Há uma tendência para que os menores do sexo masculino sejam maioritários neste tipo de processos (motivados por situações de risco ou desvio), mas, tal como no caso das vítimas, não existe aqui a discrepância entre os sexos, verificada noutras

dimensões desta análise, em que as mulheres constituíam valores muito minoritários. Talvez por estarem misturados os casos de vitimização e desvio, não se faça notar tanto nesta dimensão a discrepância entre os géneros, servindo a proporção de vítimas, em que as mulheres têm mais peso estatístico como veremos, para contrabalançar a maioria destacada que a criminalidade, muito masculinizada, assume em todos os momentos do percurso judicial.

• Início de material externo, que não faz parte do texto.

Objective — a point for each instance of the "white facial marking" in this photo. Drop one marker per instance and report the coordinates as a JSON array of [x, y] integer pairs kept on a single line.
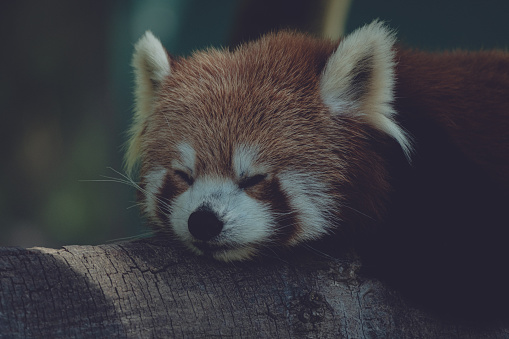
[[309, 197], [154, 182], [244, 161], [187, 159], [247, 221]]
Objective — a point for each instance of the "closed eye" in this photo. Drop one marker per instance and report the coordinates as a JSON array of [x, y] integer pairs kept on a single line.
[[184, 176], [252, 181]]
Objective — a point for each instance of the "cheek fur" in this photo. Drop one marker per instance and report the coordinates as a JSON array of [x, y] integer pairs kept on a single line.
[[271, 193]]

Ao contrário o que acontece noutras dimensões e apesar de forma oscilatória, não é aqui patente a tendência para que com o avançar das idades aumente o número de casos contabilizados. Isto acontece porque, para além de nas diversas categorias de situações motivadoras dos processos, não ser constante este tipo de lógica, mesmo que aconteça por vezes, existem categorias, como o abandono, por exemplo, em que os menores até aos 12 anos predominam enquanto vítimas (em 2000 dos 597 menores abandonados, 431 eram menores de 12 anos). De qualquer forma, nos dados até 2000, os grupos etários são desequilibrados (até 12 anos; 13-14 e 15-16), no sentido em que o primeiro escalão constitui um intervalo muito mais alargado, evitando que se consiga ter uma percepção clara deste tipo de tendências.

Uma tendência claramente suportada pelas frequências estatísticas é a predominância dos furtos (36% do total de menores em 2004) roubo ou violência (cerca de 27%) e ofensas corporais (cerca de 11%), sequencialmente, no contexto dos menores sob tutela por infracções penais, em consonância com o que acontece para jovens imputáveis suspeitos identificados. Esta sintonia no que toca a assiduidade destes crimes nos menores e nos jovens acima dos 16, em que estas infracções pareciam também proporcionalmente recorrentes, a par da esmagadora maioria de rapazes infractores por comparação com o número de raparigas, fazem com que no plano da criminalidade, delinquentes e imputáveis assumam o mesmo tipo de tendências. Comprova-se assim e como veremos adiante, que se quando falamos de vítimas (menores ou maiores de 16 anos) a diferenças entre os sexos não é tão evidente, no plano da infracção é muitíssimo mais comum o envolvimento masculino.

Finalmente deve ser descrita a evolução das medidas tutelares aplicadas nos últimos anos, reforçando novamente a mudança legislativa de 2001, enquanto factor de transformação neste contexto. De 1990 a 2000, como, aliás, já se verificava no passado, a admoestação e entrega a pais, tutor ou outras pessoas, consistia a medida mais comum em termos de aplicação decretada pelo tribunal, sendo a distância absoluta e relativa desta para as outras aplicações, muitíssimo expressiva, já que somando as percentagens das categorias em causa chega-se a um total de cerca de 68%. Com a mudança legislativa de 2001, mesmo estando separadas as categorias admoestação e apoio junto dos pais, quando somadas constituem cerca de 30% das

medidas aplicadas em todos os anos até 2004. O acolhimento temporário em instituições próprias chega a rondar os 20%, enquanto que todas as outras medidas não alcançam grande expressividade relativa, o que não demonstra grande ruptura com o que acontecia antes de 2001, se tivermos em conta igualmente o elevar do número de categorias e o consequente esbatimento das distribuições.